子どもたちのスポーツ離れと教育現場の現状
ヨガ授業を体験した子どもたちの声から、本取り組みが教育現場や地域において果たす役割の大きさが浮き彫りになりました。
2026年2月6日から冬季オリンピック、3月6日から冬季パラリンピックが開催され、選手たちの活躍に世界が注目する一方で、日本では子どもたちのスポーツ離れが課題となっています。
従来の体育教育では、「できる・できない」「勝つ・負ける」といった評価軸が強く、運動が得意でない子どもにとっては自己肯定感を下げる体験になり得る側面もあります。
また、多様性が広がる社会の中で、性差やルーツなどの違いを意識する機会も増え、自分自身と向き合うことの難しさを感じる子どもも少なくありません。
特に成長期に入ると、身体や心の変化に戸惑いを覚える子どもも多く、「人と比べない運動体験」の重要性が高まっています。
教育現場での体育科に対する配慮(教員の声)
運動が苦手な子どもへの配慮は、種目によって配慮の仕方が異なり、全体的な配慮は難しいのが現状です。ただ、できるようになる強制はせず、楽しめる活動として、種目によって必要な要素をスモールステップで進めていき〈体育は苦手=できない〉を無くすようにしています。
また、最近は競争ではなく自分がより成長したか(リレーでいうと順位ではなく最初のタイムよりいかに縮められたかとか)に軸を置くことが多いです。
そのような中で、ヨガ授業に参加した子どもたちは、「ヨガ」を「運動/スポーツ」としてだけでなく、『気持ちが落ち着くもの』『安心できるもの』として体験していました。
『体が硬くてもできる』『少し痛くても楽しい』など、自己否定につながりにくい運動体験になっているだけでなく、『みんなでできたから楽しい』という声も多く、比較ではなく共体験になっているのも他のスポーツとは違う点です。
『家でもやりたい』『将来やりたい』など、継続意欲につながる反応があっただけでなく、後日『実際に家でやってみた!』という声もあり、放課後や土日に、家庭内で取り入れやすいスポーツでもあります。
子どもたちの運動時間が減っている現状について(教員の声)
放課後や土日に外で遊ぶ子どもが減っているため、自然と学校でも外に出て遊ぶ子が減っています。要因としては、タブレット、PC、ゲームの影響が大きいかと思っています。その背景には親の共働きやひとり親家庭の増加があり、子どもに構ってられる時間がないため、そういった電子機器を与えざるえない問題もあると感じています。

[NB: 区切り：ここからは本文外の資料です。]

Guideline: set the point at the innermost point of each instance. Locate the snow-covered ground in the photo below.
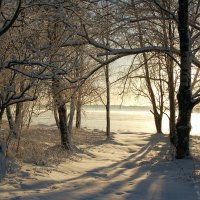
(133, 166)
(121, 120)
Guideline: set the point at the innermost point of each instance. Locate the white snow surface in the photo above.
(134, 166)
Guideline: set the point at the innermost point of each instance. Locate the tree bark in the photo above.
(156, 114)
(10, 120)
(18, 118)
(107, 101)
(78, 109)
(71, 115)
(62, 115)
(183, 125)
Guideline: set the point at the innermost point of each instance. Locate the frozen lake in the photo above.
(121, 120)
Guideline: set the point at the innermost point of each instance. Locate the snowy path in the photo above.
(126, 169)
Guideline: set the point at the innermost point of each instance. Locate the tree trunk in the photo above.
(62, 114)
(78, 109)
(71, 115)
(55, 112)
(157, 116)
(184, 96)
(1, 115)
(10, 120)
(64, 132)
(18, 118)
(172, 107)
(107, 102)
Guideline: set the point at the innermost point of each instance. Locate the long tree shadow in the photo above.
(141, 181)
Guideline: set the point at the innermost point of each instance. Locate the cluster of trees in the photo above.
(59, 49)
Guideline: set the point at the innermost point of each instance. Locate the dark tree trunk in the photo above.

教育現場では、教員が担う課題が膨れ上がり、体育(運動)の課題だけに力を入れることは困難な状況です。
当法人が教育現場や地域イベントを通して、難病・障がい当事者と子たちが触れ合い、かつみんなが一緒に体を動かし、人と比べることなく安心して取り組めるヨガは、〈インクルーシブ教育×新しいスポーツ体験〉として、価値のあるものになると実感しました。
病気や障がいがあっても〈あたりまえに〉楽しめる
本取り組みは、病気や障がいを抱える子どもたちと、健常な子どもたちが一緒に楽しめるものとしても、大きな価値があります。
難病を抱える子供の母親の声
子どもが中学生になり、スポーツに参加したいと言うので、担任に相談しましたが、体力面や安全面の理由から参加を断られてしまいました。その判断は理解できても、即座に「できない」と言われたことは、親子ともに悲しい出来事でした。
中学1年のときに〈もやもや病〉を発症した当事者
発症して運動制限が出たことにより、周りから批判されました。「病気のやつはいらない」と言われ、当時は、偏見だと思わなかったけど、大学生になってあれは偏見だったんだと気付きました。「病人は病人らしくいろ」と言われ、学校に行けなくなってしまったこともあります。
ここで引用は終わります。